A friend just sent this to me...
(It's US of A, but still appropriate)
WHY MEN ARE NEVER UNHAPPY:
Men Are Just Happier People-- What do you expect from such simple creatures.
Your last name stays put. The garage is all yours. Wedding plans take care of themselves. Chocolate is just another snack. You can be President. You
can never be pregnant. You can wear a white T-shirt to a water park. You can wear NO shirt to a water park. Car mechanics tell you the truth. The
world is your urinal.... You never have to drive to another gas station restroom because this one is just too icky. You don't have to stop and
think of which way to turn a nut on a bolt. Same work, more pay. Wrinkles add character. Wedding dress $5000. Tux rental-$100. People never stare at
your chest when you're talking to them. New shoes don't cut, blister, or mangle your feet.
One mood all the time.
Phone conversations are over in 30 seconds flat. You know stuff about tanks.
A five-day vacation requires only one suitcase... You can open all your own jars. You get extra credit for the slightest act of thoughtfulness. If
someone forgets to invite you, he or she can still be your friend.
Your underwear is $8.95 for a three-pack.
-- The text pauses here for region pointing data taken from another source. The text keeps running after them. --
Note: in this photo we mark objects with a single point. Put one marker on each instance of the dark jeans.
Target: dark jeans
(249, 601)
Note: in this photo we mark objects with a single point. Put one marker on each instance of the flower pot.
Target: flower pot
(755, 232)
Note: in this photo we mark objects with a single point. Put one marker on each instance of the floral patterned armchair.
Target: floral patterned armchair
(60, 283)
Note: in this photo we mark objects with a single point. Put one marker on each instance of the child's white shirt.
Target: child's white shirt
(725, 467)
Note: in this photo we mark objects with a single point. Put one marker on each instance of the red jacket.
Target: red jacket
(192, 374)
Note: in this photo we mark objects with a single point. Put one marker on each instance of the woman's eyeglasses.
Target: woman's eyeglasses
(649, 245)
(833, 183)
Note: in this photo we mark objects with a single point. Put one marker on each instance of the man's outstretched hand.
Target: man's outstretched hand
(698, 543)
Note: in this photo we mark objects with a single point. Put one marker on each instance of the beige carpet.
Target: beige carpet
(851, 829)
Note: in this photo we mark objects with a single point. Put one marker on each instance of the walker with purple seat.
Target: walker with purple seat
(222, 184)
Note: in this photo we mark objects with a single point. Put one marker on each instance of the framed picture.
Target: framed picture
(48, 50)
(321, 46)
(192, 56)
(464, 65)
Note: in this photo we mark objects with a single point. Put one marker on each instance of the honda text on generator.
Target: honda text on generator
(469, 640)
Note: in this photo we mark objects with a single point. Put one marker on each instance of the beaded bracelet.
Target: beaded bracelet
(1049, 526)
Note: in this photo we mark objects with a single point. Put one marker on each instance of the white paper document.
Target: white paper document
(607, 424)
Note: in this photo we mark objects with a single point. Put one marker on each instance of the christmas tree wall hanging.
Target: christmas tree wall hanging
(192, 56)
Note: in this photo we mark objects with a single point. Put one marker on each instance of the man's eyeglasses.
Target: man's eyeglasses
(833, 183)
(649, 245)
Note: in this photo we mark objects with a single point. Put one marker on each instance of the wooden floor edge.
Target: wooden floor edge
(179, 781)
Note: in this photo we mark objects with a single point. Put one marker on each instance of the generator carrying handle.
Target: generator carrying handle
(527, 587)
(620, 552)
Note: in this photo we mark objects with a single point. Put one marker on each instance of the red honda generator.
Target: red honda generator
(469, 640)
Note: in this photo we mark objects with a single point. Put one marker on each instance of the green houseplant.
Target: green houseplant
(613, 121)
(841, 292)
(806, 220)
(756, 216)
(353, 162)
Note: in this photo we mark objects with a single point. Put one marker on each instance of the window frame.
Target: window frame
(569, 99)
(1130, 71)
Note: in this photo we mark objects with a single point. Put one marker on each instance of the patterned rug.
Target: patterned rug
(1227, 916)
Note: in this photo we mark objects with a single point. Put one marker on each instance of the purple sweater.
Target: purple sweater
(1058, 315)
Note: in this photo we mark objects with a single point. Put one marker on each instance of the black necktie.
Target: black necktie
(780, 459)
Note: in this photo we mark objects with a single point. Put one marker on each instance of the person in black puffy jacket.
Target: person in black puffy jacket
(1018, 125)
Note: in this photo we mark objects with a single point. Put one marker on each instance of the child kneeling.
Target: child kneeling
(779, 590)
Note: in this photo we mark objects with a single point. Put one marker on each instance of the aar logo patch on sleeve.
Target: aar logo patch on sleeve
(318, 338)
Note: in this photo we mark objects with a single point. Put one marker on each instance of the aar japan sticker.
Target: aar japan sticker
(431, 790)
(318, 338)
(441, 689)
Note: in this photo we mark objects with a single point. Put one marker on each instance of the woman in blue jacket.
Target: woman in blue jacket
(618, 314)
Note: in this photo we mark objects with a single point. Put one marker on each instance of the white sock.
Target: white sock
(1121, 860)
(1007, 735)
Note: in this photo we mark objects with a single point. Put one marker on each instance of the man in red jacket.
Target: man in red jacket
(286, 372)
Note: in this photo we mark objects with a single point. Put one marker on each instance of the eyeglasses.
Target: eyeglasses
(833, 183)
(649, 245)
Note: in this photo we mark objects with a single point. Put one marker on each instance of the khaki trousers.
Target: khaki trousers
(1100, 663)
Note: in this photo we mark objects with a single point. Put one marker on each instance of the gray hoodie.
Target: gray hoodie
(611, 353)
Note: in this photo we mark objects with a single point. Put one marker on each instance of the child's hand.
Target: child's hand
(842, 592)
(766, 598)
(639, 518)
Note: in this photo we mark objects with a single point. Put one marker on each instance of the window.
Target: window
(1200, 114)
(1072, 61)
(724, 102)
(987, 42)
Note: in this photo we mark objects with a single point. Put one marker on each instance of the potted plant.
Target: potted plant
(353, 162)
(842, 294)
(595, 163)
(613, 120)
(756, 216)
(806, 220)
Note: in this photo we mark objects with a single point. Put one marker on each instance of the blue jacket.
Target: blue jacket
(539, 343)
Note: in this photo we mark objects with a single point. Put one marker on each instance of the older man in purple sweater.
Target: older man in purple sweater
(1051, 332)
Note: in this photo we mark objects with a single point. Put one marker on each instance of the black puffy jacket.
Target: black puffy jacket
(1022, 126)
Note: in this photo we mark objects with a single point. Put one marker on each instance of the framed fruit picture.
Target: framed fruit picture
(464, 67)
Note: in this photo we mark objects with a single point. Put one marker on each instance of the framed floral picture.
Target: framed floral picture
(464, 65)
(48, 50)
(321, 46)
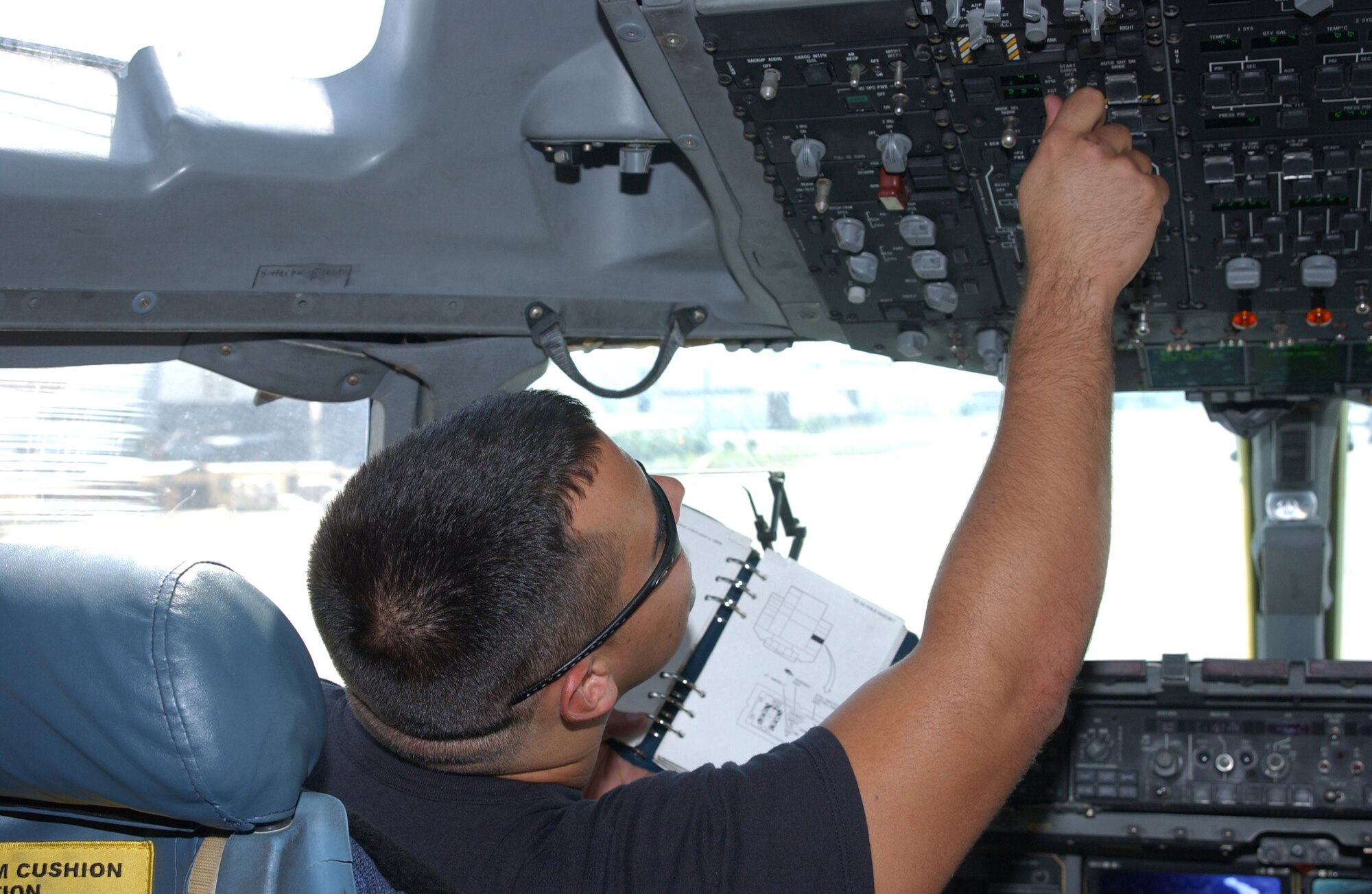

Three pairs of shoes are more than enough. You almost never have strap problems in public. You are unable to
see wrinkles in your clothes. Everything on your face stays its original color.. The same hairstyle lasts for years, maybe decades. You only have to
shave your face and neck.
You can play with toys all your life. One wallet and one pair of shoes -- one color for all seasons. You can wear shorts no matter how your legs look.
You can do your nails with a pocket knife. You have freedom of choice concerning growing a moustache.
You can do Christmas shopping for 25 relatives on December 24 in 25 minutes.
No wonder men are happier.
[Edited on 22/12/09 by David Jenkins]
how true
I have to think about which way to turn a bolt, bloody left hand threads...
Tutor wasn't happy when I told him I'd been putting all my weight on it
One reason left out above, is that we don't think about these things, we just get on with it.
Aye but in return we have to shave daily (generally. This is the mans period!) and the big one... testicles are on the outside and should never ever be kicked, kneed or flicked. Not even in jest!
a real man shaves weekly
quote:
Originally posted by JoelP
a real man shaves weekly
quote:
Originally posted by JoelP
a real man shaves weekly
Aye! A real man NEEDS to shave daily or he'll get a boot up his arris at work!
I last shaved in... when was it... somewhere around 1969 or 1970!
I decided when I was 17 or 18 that shaving was a stupid way to start the morning.
My wife and kids have never seen me clean-shaven!
I need to shave daily otherwise a) I feel like I've just woke up all day and b) the next time I do it it hurts like hell (it grows pretty
quickly)
Also when I have stubble I look like a homeless person apparently
quote:
Originally posted by mistergrumpy
Aye! A real man NEEDS to shave daily or he'll get a boot up his arris at work!
I shave once a week, because of I'm further up the evolutionary pole from apes and the cost of blades pi**ses me off - I make a 5 pack last a
year
ATB
Simon
use the lady shave in the shower, it has a bigger handle to grip in the wet.